A Bloomberg report underlines the agony of a BlockFi director whose future is now uncertain thanks to a now-defunct deal with FTX that could have soothed the crypto lender’s liquidity woes after filing for bankruptcy itself in October.
“Sam Bankman-Fried was the devil in nerd’s clothes,” he said.
The ex-FTX owner kept telling lies till the end. As his empire crashed around him, Bankman-Fried tweeted, “Everything is fine. FTX is fine.”
A few days later, that tweet was gone, too.
Sam Bankman-Fried acknowledged that poor oversight and client losses caused the collapse of his cryptocurrency exchange, but he maintained that he had not committed fraud.

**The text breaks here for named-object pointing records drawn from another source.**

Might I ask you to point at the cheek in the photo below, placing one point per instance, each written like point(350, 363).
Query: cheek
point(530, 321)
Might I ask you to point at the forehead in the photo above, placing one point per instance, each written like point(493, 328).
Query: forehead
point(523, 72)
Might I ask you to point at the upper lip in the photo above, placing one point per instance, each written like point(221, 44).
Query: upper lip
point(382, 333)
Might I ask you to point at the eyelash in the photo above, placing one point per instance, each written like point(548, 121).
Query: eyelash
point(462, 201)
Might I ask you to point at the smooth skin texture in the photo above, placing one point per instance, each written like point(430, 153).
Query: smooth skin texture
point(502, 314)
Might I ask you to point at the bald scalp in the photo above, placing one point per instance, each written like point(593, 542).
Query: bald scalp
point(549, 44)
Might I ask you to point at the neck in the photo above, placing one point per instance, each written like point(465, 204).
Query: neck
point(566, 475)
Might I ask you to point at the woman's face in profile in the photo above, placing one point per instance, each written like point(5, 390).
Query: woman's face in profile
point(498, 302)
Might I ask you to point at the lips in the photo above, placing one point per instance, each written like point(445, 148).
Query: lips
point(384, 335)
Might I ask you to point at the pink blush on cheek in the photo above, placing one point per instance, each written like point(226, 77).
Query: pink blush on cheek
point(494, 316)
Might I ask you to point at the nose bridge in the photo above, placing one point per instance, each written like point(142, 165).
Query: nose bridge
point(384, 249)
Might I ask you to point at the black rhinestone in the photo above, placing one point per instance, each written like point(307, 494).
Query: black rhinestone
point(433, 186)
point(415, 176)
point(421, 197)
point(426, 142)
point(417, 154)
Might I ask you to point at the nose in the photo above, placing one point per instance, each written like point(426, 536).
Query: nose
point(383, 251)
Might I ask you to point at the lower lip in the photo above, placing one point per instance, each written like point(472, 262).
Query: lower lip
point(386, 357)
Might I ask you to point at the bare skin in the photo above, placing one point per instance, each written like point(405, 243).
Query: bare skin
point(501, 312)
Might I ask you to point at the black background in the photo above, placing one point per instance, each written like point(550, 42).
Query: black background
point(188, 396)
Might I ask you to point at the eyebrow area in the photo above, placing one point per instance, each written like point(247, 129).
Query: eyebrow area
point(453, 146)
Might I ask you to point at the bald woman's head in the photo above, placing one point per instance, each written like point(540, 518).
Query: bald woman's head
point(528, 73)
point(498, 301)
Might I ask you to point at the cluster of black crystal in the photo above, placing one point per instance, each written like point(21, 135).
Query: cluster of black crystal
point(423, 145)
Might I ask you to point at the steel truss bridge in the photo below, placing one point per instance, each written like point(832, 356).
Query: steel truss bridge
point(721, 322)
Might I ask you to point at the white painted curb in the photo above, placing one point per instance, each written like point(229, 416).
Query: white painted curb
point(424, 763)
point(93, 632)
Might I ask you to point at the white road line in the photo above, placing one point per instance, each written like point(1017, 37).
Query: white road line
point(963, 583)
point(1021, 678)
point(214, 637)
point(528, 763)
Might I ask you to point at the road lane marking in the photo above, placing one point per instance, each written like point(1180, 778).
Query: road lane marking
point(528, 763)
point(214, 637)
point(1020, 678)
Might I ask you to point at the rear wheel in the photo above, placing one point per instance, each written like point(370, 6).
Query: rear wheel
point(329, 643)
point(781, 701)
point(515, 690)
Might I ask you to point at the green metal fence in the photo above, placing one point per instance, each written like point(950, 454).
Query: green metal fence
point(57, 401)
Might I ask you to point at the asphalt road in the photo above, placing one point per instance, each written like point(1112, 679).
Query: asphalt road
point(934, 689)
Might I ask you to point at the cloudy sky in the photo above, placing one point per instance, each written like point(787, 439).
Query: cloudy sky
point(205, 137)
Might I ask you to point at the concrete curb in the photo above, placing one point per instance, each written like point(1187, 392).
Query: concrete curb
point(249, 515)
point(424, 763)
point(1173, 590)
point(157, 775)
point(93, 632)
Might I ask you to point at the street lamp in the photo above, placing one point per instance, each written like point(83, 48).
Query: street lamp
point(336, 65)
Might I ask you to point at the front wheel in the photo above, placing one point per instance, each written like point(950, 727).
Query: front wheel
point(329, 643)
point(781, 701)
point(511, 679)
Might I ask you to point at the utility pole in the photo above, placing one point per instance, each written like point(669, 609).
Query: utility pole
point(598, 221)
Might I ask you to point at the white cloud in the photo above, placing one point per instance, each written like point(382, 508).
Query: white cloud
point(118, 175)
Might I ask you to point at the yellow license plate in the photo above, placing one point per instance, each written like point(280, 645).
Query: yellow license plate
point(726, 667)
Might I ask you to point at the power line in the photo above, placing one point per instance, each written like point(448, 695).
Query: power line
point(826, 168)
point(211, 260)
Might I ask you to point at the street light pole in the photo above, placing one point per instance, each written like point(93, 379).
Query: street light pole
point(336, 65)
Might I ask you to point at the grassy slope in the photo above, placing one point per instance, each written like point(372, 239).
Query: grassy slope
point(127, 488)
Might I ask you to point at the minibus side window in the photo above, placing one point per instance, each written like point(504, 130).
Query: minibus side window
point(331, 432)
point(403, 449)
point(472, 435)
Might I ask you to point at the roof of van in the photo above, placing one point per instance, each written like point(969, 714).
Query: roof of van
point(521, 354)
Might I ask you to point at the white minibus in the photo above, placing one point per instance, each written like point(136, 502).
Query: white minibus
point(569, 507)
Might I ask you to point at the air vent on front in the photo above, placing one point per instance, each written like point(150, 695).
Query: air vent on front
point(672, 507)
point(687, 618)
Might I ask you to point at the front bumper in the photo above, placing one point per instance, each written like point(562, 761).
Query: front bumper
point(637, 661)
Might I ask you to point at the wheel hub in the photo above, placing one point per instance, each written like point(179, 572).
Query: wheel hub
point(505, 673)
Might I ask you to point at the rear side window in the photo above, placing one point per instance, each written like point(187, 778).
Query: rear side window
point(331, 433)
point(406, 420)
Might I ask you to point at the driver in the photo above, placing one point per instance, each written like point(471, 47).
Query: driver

“I did not try to commit fraud on anyone,” he said in his first interview since the multibillion-dollar fund filed for bankruptcy and regulators from several countries on the sidelines of the DealBook Summit in November last week.
His big promises and high pitch have made investors believe in whatever he said. FTX’s venture capitalists have been SBF’s biggest champions up until the collapse. Venture capital firm Sequoia Capital famously published a long magazine-type feature in which the writer speculated that SBF could be the world’s first trillionaire. The firm has since taken the article off its website.
Later, the firm cut down its investment in FTX to zero from over $210 million sensing the bankruptcy trouble of the Sam Bankman-Fried-led firm. Just one month ago, it heaped heavy praise on ‘SBF’.
Sequoia made itself a laughing stock when it highlighted the comment of the firm’s partner, who said the FTX founder had a chance of becoming the world’s first trillionaire.
Michelle Bailhe, who knew SBF and his firm well, had then quipped: “I think he has a real chance at that.”
Sequoia’s honeymoon with Bankman-Fried ended soon. It scrubbed the story from its website and replaced it with a much more sombre disclosure.
Will the disgraced entrepreneur end up in jail?
Now, Bankman-Fried and his company are under the scanner of the Department of Justice and the Securities and Exchange Commission.
The fall of FTX founder, who was once projected to be the “next Warren Buffett,” and suffered from a ‘saviour complex,’ is a total shocker. Renato Mariotti, a former federal prosecutor, and trial attorney spoke of the impending trouble.
"It sure looks like there's a chargeable fraud case here …,” he told CNBC.
He sounded caution saying, “If I represented Bankman-Fried, I would tell him he should be very concerned about prison time. That it should be an overriding concern for him."
For now, the ex-FTX owner lives in the Bahamas.
There are speculations about his future. A Twitter user, who recently spotted Caroline Ellison, former CEO of Alameda Research, at a New York coffee shop, speculated that Ellison might be in New York to negotiate a plea deal with authorities.
The gravity of the crime once proven in a court of law may bring real legal troubles for Sam Bankman-Fried.
There is an indication that he could face years in prison over FTX’s $32 billion meltdown, once the US court convicts him.
There seems to be no end to the agony for the crypto nomad. His wish to “grow too fast” cost him dear—loss of face, and most importantly, trust and credibility—key assets for a starry-eyed entrepreneur.